Christmas wines: Stratus 2007 Cabernet Franc, VQA Niagara Peninsula, and 2005 Chateau Suau update

Stratus is a rather high-end winery in Ontario's Niagara Peninsula area, at least to judge by their prices and modern, fashion-conscious tasting room out on the vine-laden flats between the QEW expressway and Niagara-on-the-Lake.  I picked up a bottle of their 2007 Cabernet Franc while tasting there a few years back, and we had it this Christmas with our traditional vegetarian Christmas dish of Chiles en Nogada --- a vegetarian modification of the Mexican recipe, made of Poblano chiles stuffed with a tofu, tomato, onion, raisin and spice mixture and topped with a cream and ground walnut sauce and pomegranate.

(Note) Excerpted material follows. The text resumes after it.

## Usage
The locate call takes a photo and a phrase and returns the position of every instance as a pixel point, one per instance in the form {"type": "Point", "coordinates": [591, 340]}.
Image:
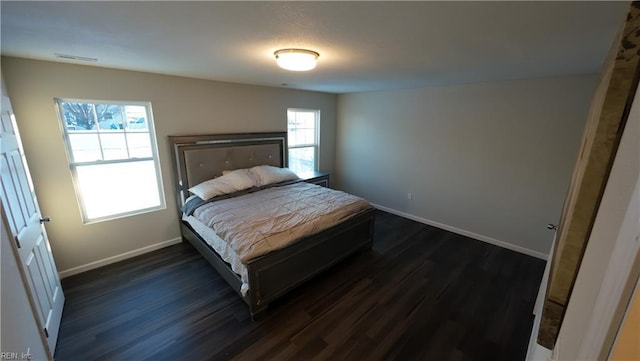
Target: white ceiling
{"type": "Point", "coordinates": [363, 46]}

Someplace Hugh Johnson (I think) says that there are two main ways to get a great wine and food pairing:  a brilliant contrast in which each sets the other off, and an echoing in which the two are similar, yet different, for a total experience more complex than either one separately.  This was indeed a great pairing, mostly of the second kind, with the spiciness and slight grassy or vegetal elements characteristic of Cab Franc echoing the Poblano pepper.  Good strong fruit flavors too, and medium-grained tannins.   A very balanced wine, but fairly full-bodied, reminscent of a good Bourgeuil like the Domaine de la Chanteleuserie "Alouette"  but with some aspects more like an excellent Bordeaux:  it seemed a bit on the smooth and elegant side for a Cabernet Franc, but with no lack of flavor.  Tannins seeming to get more pronounced as the meal went on, fairly grippy on the finish, which is fairly long perhaps due to the tannins sticking the flavorsome stuff to the tongue.  Not obnoxiously tannic, though.  Still I'd guess this wine, though delicious and somewhat evolved now, has 3-8 more years of beneficial evolution in store.  Unfortunately I only bought one bottle---I recall it was fairly pricey (retail price was listed as $38 on release but I think it was on sale for less at the winery).

If one has to numerically rate it, perhaps a 8.5 or 9 on my 10 point scale that goes to 11, maybe 89 Parkeresque points.  Great stuff, anyway...an unfortunate example of fairly expensive wine for which I know no cheaper substitute with quite the same qualities, though the Chanteleuserie comes close.  One of quite a few superlative Ontario wines I've had the pleasure of drinking this year... more on the others anon.

Good as this wine was, my wife's Chiles en Nogada were, as usual, the true pièce de résistance of the meal.  Dessert was pampepato, served with the 2005 Sauternes from Chateau Suau.  I've had several 375ml bottles of this, a couple of them somewhat disappointing after an initially fabulous experience...this one seemed back to form, with pineapple, cotton candy, and a little bit of burnt sugar flavors.  The overall format seemed relatively low-acid, not super-crisp, nor super-complex beyond the abovementioned flavors, but nonetheless fairly fresh-tasting.  Quite sweet, but not quite to the point of seeming syrupy.